So all eyes are now on those gathering in Copenhagen to see what will
happen. Clearly the pressures for an agreement run high, and countries
have been laying out their offerings and jostling for position. The EU
has been likened to an aging ‘climate wrestler’, doped up with
offsets, a record of bribing referees and backed by 27 different
trainers and coaches who don’t always see eye to eye. As the long
reigning champion, the EU keen to see the end of the match whilst
still in the lead. Meanwhile some new heavyweights have been
approaching the ring, including Brazil, China, India, South Africa and
the USA, who is fighting with one hand tied behind his back by the
‘ghost of Kyoto’ (where the US initially supported a protocol, then
found there was not the political will back home to ratify it).

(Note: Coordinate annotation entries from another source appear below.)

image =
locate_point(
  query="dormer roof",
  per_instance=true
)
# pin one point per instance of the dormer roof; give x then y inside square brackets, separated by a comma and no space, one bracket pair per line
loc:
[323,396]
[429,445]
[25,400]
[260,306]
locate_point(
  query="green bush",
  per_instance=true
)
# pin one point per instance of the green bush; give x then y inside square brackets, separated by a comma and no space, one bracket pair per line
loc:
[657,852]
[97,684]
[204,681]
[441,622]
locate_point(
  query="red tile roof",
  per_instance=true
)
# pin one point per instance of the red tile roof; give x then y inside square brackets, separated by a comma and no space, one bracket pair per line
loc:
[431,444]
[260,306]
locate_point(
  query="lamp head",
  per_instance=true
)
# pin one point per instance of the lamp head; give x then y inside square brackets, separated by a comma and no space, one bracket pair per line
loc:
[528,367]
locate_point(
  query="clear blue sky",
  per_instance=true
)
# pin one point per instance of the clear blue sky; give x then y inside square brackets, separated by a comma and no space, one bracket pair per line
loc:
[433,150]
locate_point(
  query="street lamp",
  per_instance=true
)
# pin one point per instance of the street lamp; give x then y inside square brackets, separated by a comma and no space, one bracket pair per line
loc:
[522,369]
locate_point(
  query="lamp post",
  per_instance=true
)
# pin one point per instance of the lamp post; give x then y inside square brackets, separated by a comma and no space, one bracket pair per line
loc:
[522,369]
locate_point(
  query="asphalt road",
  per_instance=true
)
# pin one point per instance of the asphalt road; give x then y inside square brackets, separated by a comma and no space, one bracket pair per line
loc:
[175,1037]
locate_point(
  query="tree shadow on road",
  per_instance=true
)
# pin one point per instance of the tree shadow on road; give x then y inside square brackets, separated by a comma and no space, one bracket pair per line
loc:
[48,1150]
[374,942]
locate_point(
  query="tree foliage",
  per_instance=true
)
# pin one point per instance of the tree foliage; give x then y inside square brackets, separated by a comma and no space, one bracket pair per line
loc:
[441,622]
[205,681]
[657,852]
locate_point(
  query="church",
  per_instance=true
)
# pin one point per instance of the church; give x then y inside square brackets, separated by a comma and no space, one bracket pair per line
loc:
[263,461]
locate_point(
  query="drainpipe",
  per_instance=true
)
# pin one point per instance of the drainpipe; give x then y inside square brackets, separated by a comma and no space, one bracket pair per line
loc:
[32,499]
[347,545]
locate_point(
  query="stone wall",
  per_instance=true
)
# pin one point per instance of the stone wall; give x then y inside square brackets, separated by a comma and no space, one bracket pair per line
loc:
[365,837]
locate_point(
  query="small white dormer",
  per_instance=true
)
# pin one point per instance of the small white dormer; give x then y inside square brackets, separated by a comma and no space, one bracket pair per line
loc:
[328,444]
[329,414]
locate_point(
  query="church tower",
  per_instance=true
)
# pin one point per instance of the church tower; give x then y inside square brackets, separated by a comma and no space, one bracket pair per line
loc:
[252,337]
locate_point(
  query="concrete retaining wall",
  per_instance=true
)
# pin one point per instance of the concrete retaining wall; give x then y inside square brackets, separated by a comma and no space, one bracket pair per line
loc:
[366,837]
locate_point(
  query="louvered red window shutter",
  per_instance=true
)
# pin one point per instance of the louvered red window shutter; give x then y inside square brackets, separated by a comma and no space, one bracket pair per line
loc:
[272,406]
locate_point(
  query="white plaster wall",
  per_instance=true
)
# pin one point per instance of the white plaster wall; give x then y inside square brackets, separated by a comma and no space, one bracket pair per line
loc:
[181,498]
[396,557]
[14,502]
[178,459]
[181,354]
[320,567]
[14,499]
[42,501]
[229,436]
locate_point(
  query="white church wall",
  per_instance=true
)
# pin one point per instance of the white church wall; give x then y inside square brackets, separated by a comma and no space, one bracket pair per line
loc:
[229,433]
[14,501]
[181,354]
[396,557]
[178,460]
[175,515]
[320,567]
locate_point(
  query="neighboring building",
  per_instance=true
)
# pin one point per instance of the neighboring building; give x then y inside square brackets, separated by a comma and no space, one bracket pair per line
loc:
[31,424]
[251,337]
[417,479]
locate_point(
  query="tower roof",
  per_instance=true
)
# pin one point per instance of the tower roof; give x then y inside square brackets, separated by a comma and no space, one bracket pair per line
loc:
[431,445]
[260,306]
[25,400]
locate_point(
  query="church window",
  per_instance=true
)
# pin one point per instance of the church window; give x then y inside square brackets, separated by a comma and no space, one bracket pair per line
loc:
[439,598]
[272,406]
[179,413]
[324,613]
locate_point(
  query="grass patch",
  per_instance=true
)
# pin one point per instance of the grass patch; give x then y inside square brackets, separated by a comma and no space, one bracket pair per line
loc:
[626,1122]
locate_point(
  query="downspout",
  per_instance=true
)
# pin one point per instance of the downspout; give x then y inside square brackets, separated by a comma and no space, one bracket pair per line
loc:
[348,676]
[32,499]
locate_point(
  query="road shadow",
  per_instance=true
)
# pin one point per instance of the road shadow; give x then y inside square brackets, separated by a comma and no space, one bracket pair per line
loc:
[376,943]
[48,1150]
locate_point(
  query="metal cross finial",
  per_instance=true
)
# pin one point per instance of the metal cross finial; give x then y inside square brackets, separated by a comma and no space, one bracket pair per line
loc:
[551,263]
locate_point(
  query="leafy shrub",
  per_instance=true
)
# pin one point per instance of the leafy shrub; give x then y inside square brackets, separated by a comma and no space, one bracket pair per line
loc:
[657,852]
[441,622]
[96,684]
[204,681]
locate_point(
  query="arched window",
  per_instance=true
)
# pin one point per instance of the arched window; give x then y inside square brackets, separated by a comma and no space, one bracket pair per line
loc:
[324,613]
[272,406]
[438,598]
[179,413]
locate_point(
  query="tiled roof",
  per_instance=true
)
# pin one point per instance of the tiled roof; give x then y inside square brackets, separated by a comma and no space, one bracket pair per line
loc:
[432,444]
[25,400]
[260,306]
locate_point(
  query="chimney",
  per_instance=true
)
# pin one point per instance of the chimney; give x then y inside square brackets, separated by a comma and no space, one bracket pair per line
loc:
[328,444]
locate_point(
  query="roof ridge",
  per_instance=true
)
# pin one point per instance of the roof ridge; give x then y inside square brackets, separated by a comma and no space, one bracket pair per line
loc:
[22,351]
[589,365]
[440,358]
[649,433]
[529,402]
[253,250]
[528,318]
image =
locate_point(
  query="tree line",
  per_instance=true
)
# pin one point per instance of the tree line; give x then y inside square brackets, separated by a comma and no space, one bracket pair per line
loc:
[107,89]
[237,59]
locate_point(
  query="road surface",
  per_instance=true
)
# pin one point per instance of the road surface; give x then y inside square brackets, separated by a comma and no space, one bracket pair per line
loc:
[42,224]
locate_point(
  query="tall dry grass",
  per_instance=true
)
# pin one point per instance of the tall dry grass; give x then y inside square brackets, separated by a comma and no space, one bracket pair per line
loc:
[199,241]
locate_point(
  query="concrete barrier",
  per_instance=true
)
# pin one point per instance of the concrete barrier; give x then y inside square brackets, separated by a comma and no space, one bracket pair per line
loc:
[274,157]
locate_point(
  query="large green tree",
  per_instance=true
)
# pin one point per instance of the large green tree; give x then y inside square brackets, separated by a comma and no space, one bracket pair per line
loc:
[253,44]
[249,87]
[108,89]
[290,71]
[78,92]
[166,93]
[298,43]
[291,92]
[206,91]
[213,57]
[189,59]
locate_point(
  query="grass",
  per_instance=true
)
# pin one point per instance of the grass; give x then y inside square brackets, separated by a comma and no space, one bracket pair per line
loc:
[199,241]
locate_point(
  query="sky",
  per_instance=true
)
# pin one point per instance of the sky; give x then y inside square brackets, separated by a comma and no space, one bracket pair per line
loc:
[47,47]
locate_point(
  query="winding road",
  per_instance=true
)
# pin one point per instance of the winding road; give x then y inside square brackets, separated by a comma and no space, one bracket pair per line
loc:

Despite much talk form all sides on agreeing with the need to be
‘compliant with a 2 degree pathway’, so far, those in the ring have
been gearing up for 20% and perhaps even 30% reductions by 2020, on a
strictly ‘I will if you will’ basis, but no one is yet talking of the
40% which is actually required to do the job. So if no one is yet
offering what is actually needed, politically the options are
‘greenwash’ verses ‘delay’. Clearly green wash will not be acceptable,
so delay looks a hot favourite. But delay itself is not an outcome,
but the prelude to some future outcome; stalemate, collapse, greenwash
or even success. So far, the front-runner to get our leaders off the
hook looks a bit like buying a big shiny new 4×4 on credit: we get
agreement to make the 1st big down payment immediately, plus the
promise to reach some future consensus on a legally binding and
on-going payment commitment.
So will COP 15 it be a good COP or and bad COP? Clearly it is going to
be a fine line balancing the short-term political survival of global
leaders with the long-term literal survival of many species and
communities around the globe. The things to keep your eyes on are
closing the loopholes, and locking in the longer-term commitments.
I must now go and find the parcels of leaflets, and reports we have
had posted to Copenhagen and set up the stall in the negotiating hall.
I will keep you posted as events unfold….
Paul Allen, 7am Monday 7th December 2009.